Pikiranku masih terpaut pada pajangan berbagai variasi fosil tengkorak dilantai dasar museum. Pajangan fosil yang diperkirakan para ahli adalah refleksi diri kita dari masa ke masa. Manekin semi robotik tersebut memperagakan kemungkinan fisik dari berbagai fosil tengkorak. Teringat sewaktu kecil dulu, aku adalah seorang penakut yang akan menjerit histeris ketika bertemu gambar tengkorak dan akan segera pingsan jika tengkorak tersebut nyata dihadapanku. Nah, puluhan tahun sesudah itu, aku termasuk kedalam kategori orang yang tumbuh sebagai pengagum setiap detail anatomi tubuh dan kerangka manusia, sungguh manusia itu selalu berubah. Tapi apakah manusia benar-benar berevolusi?
Matahari sudah sedikit tergelincir kearah barat ketika kami keluar dari museum klaster Bukuran. Didalam museum aku merasa seperti berada dizaman pleistosen dan ketika melewati pintu keluar museum aku kembali terlempar ke Sangiran abad 21 Masehi. Siang itu terik, udara panas menguar keudara seolah letusan gunung api purba Sangiran masih menyisakan panasnya. Katastrofi letusan diperkirakan mengubah jalan sejarah Sangiran untuk selama-lamanya disamping fenomena geologi lain. Zaman sekarang, tidak ada lagi pithecanthropus, mammoth, badak, bahkan kuda nil di Sangiran kecuali fosilnya. Pada hari ini adalah hal lumrah bagi masyarakat Sangiran untuk mendapatkan fosil diladang pertanian atau dihalaman rumah mereka. Bahkan masyarakat Sangiran mungkin sudah lihai mengidentifikasi fosil-fosil tersebut. Aku jadi teringat bahwa disepanjang jalan terdapat banyak baliho yang menampilkan fosil dan wujud makhluk hidup serta perkiraan tahun hidupnya di Sangiran.
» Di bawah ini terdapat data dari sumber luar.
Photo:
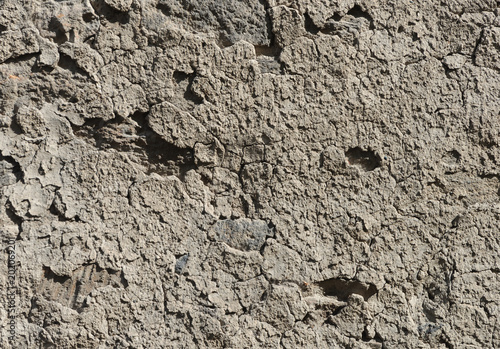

Kami bertanya kepada petugas museum, kemana selanjutnya pengembaraan kami akan bisa berlanjut. Petugas kemudian mengatakan ada tiga museum lagi ditempat terpisah yang bisa kami kunjungi. Dikarenakan hari sudah beranjak siang, kami memutuskan untuk mengunjungi museum induk Sangiran saja. Mobil kami kembali melaju diatas jalan kecil dan mulus itu. Pandemi batu akik ternyata sampai ke pedalaman Sangiran. Hampir disetiap halaman rumah kami menemukan penjualan dan pengasahan batu akik. Dizaman neolitikum dahulu, nenek moyang katanya membuat peralatan berburu dan memuja dari batu, akankah diera teknologi informasi ini, zaman tersebut berulang? Jika hal itu terjadi, tidakkah kalian berpikir, bahwa Sangiran tetaplah sama bahkan semenjak zaman nenek moyang, batu tak pernah lepas dari gaya hidup mereka hingga saat ini.